Living with a brothel next door: "It's unbearable"

Residents of a block of flats in Barcelona's Eixample denounce the noise and nuisance it generates

3 min
The banner hung by residents of a building on Roger de Flor street against a brothel

BarcelonaCohabitation in big cities is not always easy, and sometimes it even seems impossible. Residents in a block of flats on Roger de Flor, in Dreta de l'Eixample, are fed up with the hustle and bustle caused by their neighbours and, above all, their clients. "They call us on the intercom in the early hours of the morning, because they constantly get the wrong buzzer, and people keep coming in and out," a resident explains, who does not want to give his name: "They are pretty nasty," he says. Like him, there are many residents in the same block who are fed up with living next to a brothel. Some mornings, when they leave the house, they have found vomit on the floor or empty bottles of alcohol that some overly drunk client has forgotten. They also have to put up with doors slamming at late hours and, from time to time, an argument with a client who doesn't want to pay or who has caused too much trouble. "The girls are not very quiet either," says another neighbour, who complains that they often shout up the stairs and when a neighbour manages to make them understand that there is no need to make such a fuss, "the pimp changes the girls and new ones come in".

The neighbours are fed up of calling the police and also reporting it to the City Council, but they have not achieved much. Sources from the Eixample district explain that they are monitoring the case and that there is a sanctioning file in progress since 2021. The police, however, has examined the property and, according to police sources, "has not detected any movement in or out of the house". And yet, according to neighbours, "it is a constant flow". It is easy to tell who workers are, who normally arrive in the afternoon accompanied by a man who leaves the car at the door and waits until they enter the building to start their workday. But it is also easy to tell who the clients are. A neighbour says they "are between 25 and 60 years old". None of them understand how it is possible that after so many complaints nothing can be done against an unlicensed brothel that operates every day.

After realising that there was not much they could do through ordinary channels, the residents decided to paint the intercom of the apartment in question red to prevent the clients (who go there all day but especially at night) from continuing to ring the wrong bell – they end up waking up the whole block. But the brothel owners promptly deleted it: "They want maximum discretion," neighbours say.

Advertised on the Internet

The brothel has been operating for years, but in the last two years the number of workers and clients has skyrocketed. The brothel is advertised on websites consulted by prostitution clients, with the corresponding description of what the workers do or don't do and some photographs of the girls. There is also a telephone number you can call to find out about prices and the exact address, since on the website it only says that it is on Roger de Flor just below Aragó street.
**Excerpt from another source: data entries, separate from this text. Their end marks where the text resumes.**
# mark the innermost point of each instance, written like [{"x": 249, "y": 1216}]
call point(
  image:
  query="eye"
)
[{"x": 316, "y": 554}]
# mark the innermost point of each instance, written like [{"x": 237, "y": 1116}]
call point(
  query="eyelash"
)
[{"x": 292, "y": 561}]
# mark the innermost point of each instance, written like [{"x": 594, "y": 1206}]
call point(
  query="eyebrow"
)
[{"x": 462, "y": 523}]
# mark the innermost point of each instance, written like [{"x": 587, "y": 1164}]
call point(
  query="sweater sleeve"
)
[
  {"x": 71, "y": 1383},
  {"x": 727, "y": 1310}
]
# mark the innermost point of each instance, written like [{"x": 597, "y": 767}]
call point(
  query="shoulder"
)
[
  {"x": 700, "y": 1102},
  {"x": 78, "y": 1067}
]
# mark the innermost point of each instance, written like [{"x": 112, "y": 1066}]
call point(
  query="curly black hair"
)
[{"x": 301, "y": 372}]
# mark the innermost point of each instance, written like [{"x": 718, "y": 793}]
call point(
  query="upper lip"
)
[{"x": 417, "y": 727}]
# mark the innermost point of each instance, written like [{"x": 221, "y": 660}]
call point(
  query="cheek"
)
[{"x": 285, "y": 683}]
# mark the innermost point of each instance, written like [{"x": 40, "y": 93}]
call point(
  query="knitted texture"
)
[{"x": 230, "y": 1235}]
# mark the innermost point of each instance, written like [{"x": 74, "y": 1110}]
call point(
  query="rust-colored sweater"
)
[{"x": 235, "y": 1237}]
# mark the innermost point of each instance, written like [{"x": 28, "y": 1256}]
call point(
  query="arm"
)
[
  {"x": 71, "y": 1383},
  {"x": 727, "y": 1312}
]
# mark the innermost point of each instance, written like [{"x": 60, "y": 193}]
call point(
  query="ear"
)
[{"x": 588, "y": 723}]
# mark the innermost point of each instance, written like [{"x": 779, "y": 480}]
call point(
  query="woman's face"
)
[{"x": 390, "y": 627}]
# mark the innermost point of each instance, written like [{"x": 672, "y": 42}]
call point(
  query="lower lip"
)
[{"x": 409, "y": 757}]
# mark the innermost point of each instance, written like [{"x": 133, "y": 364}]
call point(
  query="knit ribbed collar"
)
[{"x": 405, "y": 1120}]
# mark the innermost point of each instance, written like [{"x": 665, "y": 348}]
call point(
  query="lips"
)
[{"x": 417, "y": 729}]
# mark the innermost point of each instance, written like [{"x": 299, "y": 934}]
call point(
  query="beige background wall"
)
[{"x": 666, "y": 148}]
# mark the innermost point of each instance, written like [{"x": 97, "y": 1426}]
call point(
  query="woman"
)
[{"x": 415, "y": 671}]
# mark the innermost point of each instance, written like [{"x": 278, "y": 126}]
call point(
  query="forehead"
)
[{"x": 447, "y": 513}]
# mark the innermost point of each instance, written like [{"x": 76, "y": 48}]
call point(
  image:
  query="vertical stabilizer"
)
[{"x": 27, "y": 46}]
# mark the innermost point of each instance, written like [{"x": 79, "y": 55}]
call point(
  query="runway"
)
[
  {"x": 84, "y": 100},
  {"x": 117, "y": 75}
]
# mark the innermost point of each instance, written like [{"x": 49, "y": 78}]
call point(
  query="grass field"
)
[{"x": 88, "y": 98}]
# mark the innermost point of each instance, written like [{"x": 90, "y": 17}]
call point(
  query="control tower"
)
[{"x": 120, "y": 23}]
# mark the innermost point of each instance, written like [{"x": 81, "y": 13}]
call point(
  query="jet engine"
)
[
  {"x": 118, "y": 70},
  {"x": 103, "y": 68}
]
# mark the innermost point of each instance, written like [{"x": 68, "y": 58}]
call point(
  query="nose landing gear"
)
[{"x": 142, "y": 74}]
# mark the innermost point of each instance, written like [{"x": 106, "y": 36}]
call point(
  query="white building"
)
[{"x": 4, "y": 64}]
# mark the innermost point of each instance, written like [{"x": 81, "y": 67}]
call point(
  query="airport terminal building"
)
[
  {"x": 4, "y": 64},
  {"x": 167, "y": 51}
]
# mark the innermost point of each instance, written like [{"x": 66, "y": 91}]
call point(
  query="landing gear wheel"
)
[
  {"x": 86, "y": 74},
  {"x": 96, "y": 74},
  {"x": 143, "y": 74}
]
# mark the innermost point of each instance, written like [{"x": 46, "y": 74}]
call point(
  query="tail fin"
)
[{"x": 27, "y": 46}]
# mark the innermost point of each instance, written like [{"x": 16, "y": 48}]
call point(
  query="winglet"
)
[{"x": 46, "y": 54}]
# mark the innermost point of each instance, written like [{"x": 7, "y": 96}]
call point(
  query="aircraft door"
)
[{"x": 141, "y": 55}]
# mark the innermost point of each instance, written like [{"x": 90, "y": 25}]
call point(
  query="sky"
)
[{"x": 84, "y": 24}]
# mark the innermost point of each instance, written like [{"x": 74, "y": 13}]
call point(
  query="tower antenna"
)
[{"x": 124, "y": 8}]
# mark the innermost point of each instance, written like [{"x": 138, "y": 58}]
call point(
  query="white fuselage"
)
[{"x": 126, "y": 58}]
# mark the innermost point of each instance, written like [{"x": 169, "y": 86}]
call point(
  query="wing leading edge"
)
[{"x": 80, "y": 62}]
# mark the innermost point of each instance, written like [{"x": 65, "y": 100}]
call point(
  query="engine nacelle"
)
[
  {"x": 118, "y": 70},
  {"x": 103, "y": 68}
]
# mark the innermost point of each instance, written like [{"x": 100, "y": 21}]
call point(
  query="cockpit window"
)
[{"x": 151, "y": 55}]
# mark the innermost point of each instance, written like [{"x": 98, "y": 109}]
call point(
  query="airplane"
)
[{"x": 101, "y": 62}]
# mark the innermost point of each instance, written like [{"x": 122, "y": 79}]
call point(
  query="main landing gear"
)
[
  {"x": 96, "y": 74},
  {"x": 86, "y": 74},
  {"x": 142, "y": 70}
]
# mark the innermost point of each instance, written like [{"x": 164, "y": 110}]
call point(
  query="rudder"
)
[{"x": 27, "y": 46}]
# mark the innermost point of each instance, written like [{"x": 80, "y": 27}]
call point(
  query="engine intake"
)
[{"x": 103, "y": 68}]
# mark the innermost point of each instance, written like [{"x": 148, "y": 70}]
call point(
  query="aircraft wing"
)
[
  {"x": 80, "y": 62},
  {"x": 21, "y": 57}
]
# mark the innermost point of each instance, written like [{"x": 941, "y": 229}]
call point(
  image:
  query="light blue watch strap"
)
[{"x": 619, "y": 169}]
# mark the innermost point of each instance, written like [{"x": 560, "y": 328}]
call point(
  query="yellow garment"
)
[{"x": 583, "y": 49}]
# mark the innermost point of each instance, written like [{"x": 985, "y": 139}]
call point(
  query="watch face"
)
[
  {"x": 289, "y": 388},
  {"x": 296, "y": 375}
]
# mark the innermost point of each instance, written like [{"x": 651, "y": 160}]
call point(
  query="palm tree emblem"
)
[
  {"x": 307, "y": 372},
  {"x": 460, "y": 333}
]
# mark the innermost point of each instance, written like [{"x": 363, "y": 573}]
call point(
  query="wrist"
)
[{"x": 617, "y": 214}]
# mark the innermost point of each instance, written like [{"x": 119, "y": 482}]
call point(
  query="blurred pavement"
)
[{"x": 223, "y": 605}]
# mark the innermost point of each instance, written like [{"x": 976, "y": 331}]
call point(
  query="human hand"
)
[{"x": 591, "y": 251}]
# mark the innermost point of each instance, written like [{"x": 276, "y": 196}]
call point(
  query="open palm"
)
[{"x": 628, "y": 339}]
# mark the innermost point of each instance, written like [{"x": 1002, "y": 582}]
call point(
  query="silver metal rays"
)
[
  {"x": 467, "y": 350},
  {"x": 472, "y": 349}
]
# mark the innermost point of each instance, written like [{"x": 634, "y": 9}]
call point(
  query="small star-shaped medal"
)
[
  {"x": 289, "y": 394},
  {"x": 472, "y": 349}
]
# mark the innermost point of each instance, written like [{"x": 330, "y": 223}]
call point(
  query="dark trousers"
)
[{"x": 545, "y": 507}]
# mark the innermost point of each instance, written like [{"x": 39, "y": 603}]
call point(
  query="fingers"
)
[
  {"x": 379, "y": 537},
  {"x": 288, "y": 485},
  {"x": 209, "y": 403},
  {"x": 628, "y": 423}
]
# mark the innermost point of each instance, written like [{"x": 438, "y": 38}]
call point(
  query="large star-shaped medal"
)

The adjoining building, where there is a children's hospital, also suffers the consequences. The hospital's windows look out onto the brothel's patio. "The door is always open and you can hear everything. And every once in a while, the pimps come out to smoke and we have to keep the windows closed," complains Delfí Vidal, owner of one of the apartments closest to the premises. Delfí rented the apartment to a girl who complains that living there is "unbearable". "One day I went to talk to them and told them not to make any more noise or I would knock their door down", Delfí explains, angrily.

Fed up with this situation, the neighbours hung a banner against the brothel right in front of the windows of the premises. They say the man who occasionally comes to take the money ripped it down and shouted angrily for some time. Now the banner is hanging on the second floor balcony, to see if giving it more visibility will solve the problem. The woman who lives and works in the brothel did not want to make any statements to ARA

No brothel license

Prostitution premises have always existed, and they did so using different licenses that hid their real activity, such as music bars, massage parlours, hairdressers or saunas. From 2002, the Barcelona City Council established a period to regularise all these premises and give them a license that would allow it to know what activity really took place. Brothels had to have a license and prove that prostitution was being practiced. From that date on, in order to obtain a license for premises where prostitution is practised, very restrictive conditions must be met, such as not being directly underneath a residential apartment or being over 100 metres away from schools. In practice, these conditions make it impossible for new ones to open.